Hubo
un día en que apostamos por la frivolidad, no nos lo pensamos mucho, creíamos
merecerlo todo, para eso habíamos sufrido, salíamos de una dictadura y
ofrecíamos a nuestros mayores, en vez de la dignidad de la memoria, la
posibilidad de volver a la infancia. No está mal que se recreen y disfruten en
sus viajes y excursiones, lo que no es de recibo es que los convirtiéramos en
olvidadizos antes de tiempo y, después, aprovechándonos de ellos, los
convirtiéramos en padres de nuestro hijos. En fin, que nos saltamos el respeto
a la vejez e impusimos una versión acallada y deportiva de lo que significa ser
abuelas-cuidadoras, extranjeras en su propia tierra, desterradas del tiempo
real que nos tocaba vivir. Afortunadamente y, a pesar de tantos tentadores obstáculos, la vejez comprometida ha llegado a Madrid a defender lo suyo y, generosamente, lo nuestro.
Cuando hablo de extranjera siempre me
viene a la cabeza el poema de Gabriela Mistral en el que se valora lo que no
dice y el acento de lo que dice. Yo soy una coleccionista de poemas que hablan
de extranjería: la poeta Rosario Castellanos también subraya esta cualidad
silente en su poema Monólogo de la
extranjera: “…He callado más de lo que he dicho.” Cristina Peri Rossi en su
poema La extranjera habla de “la
obstinación de su silencio”. Y Dulce María Loynaz habla en su poema titulado
también La extranjera de cómo “sus
palabras quietas / se caían sin ruido”.
Ruido es lo que nos sobra hoy día,
ruido que nos impide ver el cauce de ese río de lo profundo y su borboteo de paz. Ese río es, en estos momentos, una voz
nerviosa que se sabe, con seguridad, pisada por el hermano, el marido o el padre;
aquellos verdaderos y locuaces protagonistas de la Transición, los que tenían
todas las palabras y en las verbenas cantaban desgañitados: “Ramona, te quiero”.

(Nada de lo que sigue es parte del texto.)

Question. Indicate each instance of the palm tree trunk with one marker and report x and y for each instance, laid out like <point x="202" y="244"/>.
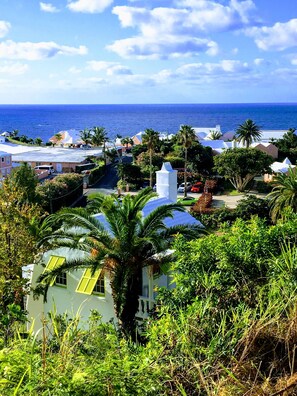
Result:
<point x="126" y="307"/>
<point x="185" y="172"/>
<point x="151" y="171"/>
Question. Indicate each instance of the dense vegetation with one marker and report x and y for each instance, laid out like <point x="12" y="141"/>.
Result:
<point x="227" y="328"/>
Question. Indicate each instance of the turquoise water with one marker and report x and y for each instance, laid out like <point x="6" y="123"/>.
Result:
<point x="46" y="120"/>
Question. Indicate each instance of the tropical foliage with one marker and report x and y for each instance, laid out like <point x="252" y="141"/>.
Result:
<point x="131" y="243"/>
<point x="284" y="193"/>
<point x="241" y="165"/>
<point x="228" y="328"/>
<point x="247" y="133"/>
<point x="18" y="221"/>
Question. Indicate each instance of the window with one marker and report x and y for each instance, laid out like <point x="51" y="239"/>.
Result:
<point x="100" y="285"/>
<point x="88" y="281"/>
<point x="54" y="262"/>
<point x="61" y="280"/>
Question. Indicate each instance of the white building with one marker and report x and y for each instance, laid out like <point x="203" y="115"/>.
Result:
<point x="203" y="133"/>
<point x="81" y="291"/>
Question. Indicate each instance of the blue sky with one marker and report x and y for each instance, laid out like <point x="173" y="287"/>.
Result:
<point x="152" y="51"/>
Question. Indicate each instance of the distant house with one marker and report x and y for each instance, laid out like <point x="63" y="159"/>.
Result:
<point x="204" y="133"/>
<point x="267" y="148"/>
<point x="137" y="139"/>
<point x="5" y="164"/>
<point x="218" y="146"/>
<point x="66" y="138"/>
<point x="83" y="291"/>
<point x="267" y="135"/>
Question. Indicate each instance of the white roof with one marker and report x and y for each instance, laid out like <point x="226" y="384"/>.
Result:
<point x="268" y="134"/>
<point x="4" y="153"/>
<point x="47" y="154"/>
<point x="216" y="144"/>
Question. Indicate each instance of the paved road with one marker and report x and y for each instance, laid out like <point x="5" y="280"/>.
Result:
<point x="108" y="183"/>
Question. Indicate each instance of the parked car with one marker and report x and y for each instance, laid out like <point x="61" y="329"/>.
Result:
<point x="197" y="187"/>
<point x="188" y="201"/>
<point x="181" y="188"/>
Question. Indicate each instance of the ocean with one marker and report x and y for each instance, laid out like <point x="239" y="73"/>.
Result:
<point x="45" y="120"/>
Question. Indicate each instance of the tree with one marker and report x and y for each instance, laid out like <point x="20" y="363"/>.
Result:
<point x="215" y="135"/>
<point x="86" y="135"/>
<point x="25" y="181"/>
<point x="18" y="220"/>
<point x="126" y="141"/>
<point x="241" y="165"/>
<point x="247" y="133"/>
<point x="99" y="138"/>
<point x="58" y="137"/>
<point x="151" y="139"/>
<point x="131" y="243"/>
<point x="186" y="136"/>
<point x="284" y="193"/>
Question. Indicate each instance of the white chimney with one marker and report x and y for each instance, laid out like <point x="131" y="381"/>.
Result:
<point x="167" y="182"/>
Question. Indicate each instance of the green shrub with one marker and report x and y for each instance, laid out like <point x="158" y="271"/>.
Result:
<point x="96" y="173"/>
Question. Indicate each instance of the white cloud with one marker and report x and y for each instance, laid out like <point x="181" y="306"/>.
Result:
<point x="166" y="47"/>
<point x="172" y="32"/>
<point x="276" y="38"/>
<point x="110" y="68"/>
<point x="74" y="70"/>
<point x="48" y="7"/>
<point x="4" y="28"/>
<point x="36" y="51"/>
<point x="13" y="68"/>
<point x="202" y="17"/>
<point x="89" y="6"/>
<point x="259" y="61"/>
<point x="231" y="67"/>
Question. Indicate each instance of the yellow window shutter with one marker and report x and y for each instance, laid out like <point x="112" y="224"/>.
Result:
<point x="88" y="281"/>
<point x="54" y="262"/>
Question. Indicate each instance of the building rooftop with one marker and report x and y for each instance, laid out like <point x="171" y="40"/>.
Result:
<point x="48" y="154"/>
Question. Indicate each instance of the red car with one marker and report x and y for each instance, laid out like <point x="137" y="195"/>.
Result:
<point x="197" y="187"/>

Esa canción sobre la educación sentimental que heredamos del inigualable
Fernando Esteso.
Después vino el periodismo burdo y
nocturno que tenía a los españoles despiertos con el gran griterío de la
sinrazón, del tú más, y ahora tenemos todos unos expertos en semiótica que
tiran de estímulos comunicacionales y que desprecian las oraciones subordinadas.
Así que las grandes estrellas televisivas del contar no saben acunar a una niña, recitar pausadamente un verso.
¿Por qué no les preguntan a las abuelas
que charlan con sus nietos camino del colegio? ¿Por qué no se leen Retahilas de Carmen Martín Gaite? ¿Por
qué no les ponen sus micrófonos a esas extranjeras que vienen en pateras asustadas y hablándoles a sus niños para que ellos no se asusten? ¿Por qué les dan voz a la ultraderecha y nos la blanquean como si fuese
normal el histerismo político y hacerse las víctima?
Yo creo que todo viene de esa manía de
utilizar oraciones simples que no edifican el cerebro para la empatía sino que
convierten nuestras neuronas en meros interruptores competitivos. Eso y que nos
hemos olvidado de escuchar las maravillosas canciones de Raimon. Después las raras somos nosotras.